CODEWITHSUNDEEP
rdataframefor-loop
Shapa
Shapa

Reputation: 57

For loop over column groups dataframe R

I am trying to loop over each group of location column for each consecutive date column(date are date type d.m.y) and find the latest date(row) that not meet the criteria ( daily_percentage for 3 consecutive days <10).

Here is an example of df:

date(d.m.y) location daily_percentage
02.01.2021 x 3.2
02.01.2021 y 15.6
02.01.2021 z 1.2
02.01.2021 m 7.6
02.01.2021 n 8
03.01.2021 x 10.5
03.01.2021 y 3.4
03.01.2021 z 7
03.01.2021 m 3.6
03.01.2021 n 6.
04.01.2021 x 11.6
04.01.2021 y 3.5
04.01.2021 z 1.1
04.01.2021 m 5.8
04.01.2021 n 3.2
05.01.2021 x 0.4
05.01.2021 y 2
05.01.2021 z 12
05.01.2021 m 9.1
05.01.2021 n 17.9
06.01.2021 x 4.9
06.01.2021 y 15.8
06.01.2021 z 9
06.01.2021 m 16
06.01.2021 n 3

So the output should print the rows that do not meet criteria: Output should be :

date(d.m.y) location daily_percentage
05.01.2021 m 9.1
05.01.2021 y 2
04.01.2021 z 1.1
04.01.2021 n 3.2
02.01.2021 x 3.2

the code that I wrote does not work properly with looping though each group. ''' location_names <- unique(df$location)

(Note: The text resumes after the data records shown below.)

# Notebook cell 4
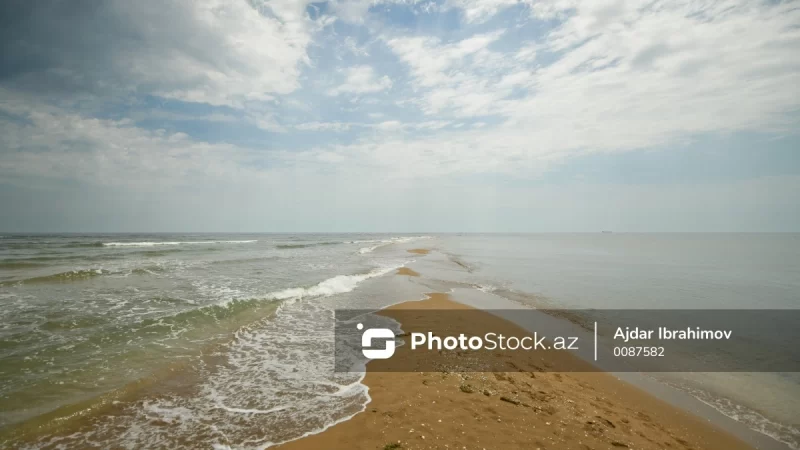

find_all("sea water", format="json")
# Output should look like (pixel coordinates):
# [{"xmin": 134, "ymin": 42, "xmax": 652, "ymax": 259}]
[{"xmin": 0, "ymin": 233, "xmax": 800, "ymax": 448}]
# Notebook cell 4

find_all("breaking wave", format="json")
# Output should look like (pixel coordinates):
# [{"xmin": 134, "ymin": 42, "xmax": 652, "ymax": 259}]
[{"xmin": 103, "ymin": 239, "xmax": 258, "ymax": 247}]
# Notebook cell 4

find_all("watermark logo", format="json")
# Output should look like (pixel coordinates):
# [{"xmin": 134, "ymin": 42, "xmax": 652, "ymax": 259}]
[{"xmin": 356, "ymin": 323, "xmax": 394, "ymax": 359}]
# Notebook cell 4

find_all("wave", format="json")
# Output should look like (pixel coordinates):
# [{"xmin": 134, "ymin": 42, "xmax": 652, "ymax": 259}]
[
  {"xmin": 102, "ymin": 239, "xmax": 258, "ymax": 247},
  {"xmin": 356, "ymin": 236, "xmax": 430, "ymax": 255},
  {"xmin": 266, "ymin": 266, "xmax": 402, "ymax": 300},
  {"xmin": 0, "ymin": 269, "xmax": 111, "ymax": 286},
  {"xmin": 275, "ymin": 242, "xmax": 344, "ymax": 249},
  {"xmin": 0, "ymin": 261, "xmax": 45, "ymax": 270}
]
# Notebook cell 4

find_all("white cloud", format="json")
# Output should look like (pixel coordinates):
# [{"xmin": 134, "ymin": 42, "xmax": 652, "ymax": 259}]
[
  {"xmin": 328, "ymin": 66, "xmax": 392, "ymax": 96},
  {"xmin": 382, "ymin": 0, "xmax": 800, "ymax": 173}
]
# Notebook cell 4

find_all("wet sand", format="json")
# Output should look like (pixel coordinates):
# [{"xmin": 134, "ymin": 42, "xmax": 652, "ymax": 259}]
[
  {"xmin": 397, "ymin": 267, "xmax": 419, "ymax": 277},
  {"xmin": 408, "ymin": 248, "xmax": 431, "ymax": 255},
  {"xmin": 278, "ymin": 294, "xmax": 752, "ymax": 450}
]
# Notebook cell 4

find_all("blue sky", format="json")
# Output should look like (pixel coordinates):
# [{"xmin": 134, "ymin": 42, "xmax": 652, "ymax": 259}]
[{"xmin": 0, "ymin": 0, "xmax": 800, "ymax": 231}]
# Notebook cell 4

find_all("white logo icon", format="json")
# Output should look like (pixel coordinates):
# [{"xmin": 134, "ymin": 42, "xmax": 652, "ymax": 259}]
[{"xmin": 356, "ymin": 323, "xmax": 394, "ymax": 359}]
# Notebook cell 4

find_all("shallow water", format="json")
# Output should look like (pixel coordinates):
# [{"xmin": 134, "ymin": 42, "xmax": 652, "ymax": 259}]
[{"xmin": 0, "ymin": 234, "xmax": 800, "ymax": 448}]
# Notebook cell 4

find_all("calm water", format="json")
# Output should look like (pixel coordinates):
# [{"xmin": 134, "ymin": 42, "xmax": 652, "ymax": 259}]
[{"xmin": 0, "ymin": 233, "xmax": 800, "ymax": 448}]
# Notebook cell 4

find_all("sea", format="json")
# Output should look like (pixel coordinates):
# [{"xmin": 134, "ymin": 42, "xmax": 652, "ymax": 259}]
[{"xmin": 0, "ymin": 232, "xmax": 800, "ymax": 450}]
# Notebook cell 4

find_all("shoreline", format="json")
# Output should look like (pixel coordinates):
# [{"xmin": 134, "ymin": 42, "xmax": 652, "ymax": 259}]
[{"xmin": 275, "ymin": 293, "xmax": 754, "ymax": 450}]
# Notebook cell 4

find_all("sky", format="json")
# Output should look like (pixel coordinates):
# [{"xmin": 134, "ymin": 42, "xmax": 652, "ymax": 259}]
[{"xmin": 0, "ymin": 0, "xmax": 800, "ymax": 232}]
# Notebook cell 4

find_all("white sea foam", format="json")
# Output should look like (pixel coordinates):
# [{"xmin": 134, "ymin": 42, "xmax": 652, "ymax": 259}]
[
  {"xmin": 266, "ymin": 266, "xmax": 401, "ymax": 300},
  {"xmin": 103, "ymin": 239, "xmax": 258, "ymax": 247},
  {"xmin": 356, "ymin": 236, "xmax": 430, "ymax": 255}
]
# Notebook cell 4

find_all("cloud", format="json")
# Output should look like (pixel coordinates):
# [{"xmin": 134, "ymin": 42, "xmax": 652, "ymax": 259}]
[
  {"xmin": 328, "ymin": 66, "xmax": 392, "ymax": 96},
  {"xmin": 0, "ymin": 0, "xmax": 800, "ymax": 232},
  {"xmin": 387, "ymin": 0, "xmax": 800, "ymax": 162},
  {"xmin": 0, "ymin": 0, "xmax": 321, "ymax": 107}
]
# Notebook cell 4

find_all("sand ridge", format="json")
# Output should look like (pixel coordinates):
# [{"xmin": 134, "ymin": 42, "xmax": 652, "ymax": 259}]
[{"xmin": 278, "ymin": 294, "xmax": 750, "ymax": 450}]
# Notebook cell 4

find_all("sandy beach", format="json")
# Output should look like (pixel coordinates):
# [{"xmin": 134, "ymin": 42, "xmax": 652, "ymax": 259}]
[{"xmin": 278, "ymin": 286, "xmax": 751, "ymax": 450}]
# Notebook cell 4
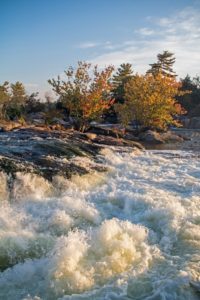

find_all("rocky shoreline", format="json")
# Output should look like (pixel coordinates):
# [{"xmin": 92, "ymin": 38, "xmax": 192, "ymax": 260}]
[{"xmin": 0, "ymin": 126, "xmax": 200, "ymax": 181}]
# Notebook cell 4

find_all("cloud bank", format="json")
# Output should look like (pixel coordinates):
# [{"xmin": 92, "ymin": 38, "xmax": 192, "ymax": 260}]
[{"xmin": 90, "ymin": 7, "xmax": 200, "ymax": 77}]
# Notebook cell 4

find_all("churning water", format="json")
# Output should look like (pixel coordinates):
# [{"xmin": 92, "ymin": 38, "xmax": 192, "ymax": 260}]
[{"xmin": 0, "ymin": 149, "xmax": 200, "ymax": 300}]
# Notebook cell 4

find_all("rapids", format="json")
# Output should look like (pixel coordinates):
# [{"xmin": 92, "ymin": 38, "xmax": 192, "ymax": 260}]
[{"xmin": 0, "ymin": 149, "xmax": 200, "ymax": 300}]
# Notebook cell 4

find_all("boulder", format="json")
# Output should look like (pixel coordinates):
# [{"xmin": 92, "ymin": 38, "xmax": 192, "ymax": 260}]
[
  {"xmin": 188, "ymin": 117, "xmax": 200, "ymax": 129},
  {"xmin": 139, "ymin": 130, "xmax": 164, "ymax": 144}
]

df$last_three_days <- FALSE
first_row_with_false <- 0
three_consequtive_out_of_order <- FALSE
for (locat in location_names){


for(row in 5:nrow(df)) { # ignoring the first few rows

  if (three_consequtive_out_of_order == FALSE) {

     today_below_10 <- (df[row,]$daily_percentage) < 10

    yesterday_below_10 <- (df[row-1,]$daily_percentage) < 10

    day_minus_2_below_10 <- (df[row-2,]$daily_percentage) < 10

    three_consequtive <- today_below_10 & yesterday_below_10 & day_minus_2_below_10

    df[row,]$last_three_days <- three_consequtive

    if ((!is.na(three_consequtive)) & (three_consequtive == FALSE) ) {

      first_row_with_false <- row

      three_consequtive_out_of_order <- TRUE

    }
   }
  }
}

cutoff_date <- df[first_row_with_false-1,]$date

my code (without this part: ''' three_consequtive_out_of_order <- FALSE for (locat in location_names)) '''

will produce desired output if we assume column location is not grouped.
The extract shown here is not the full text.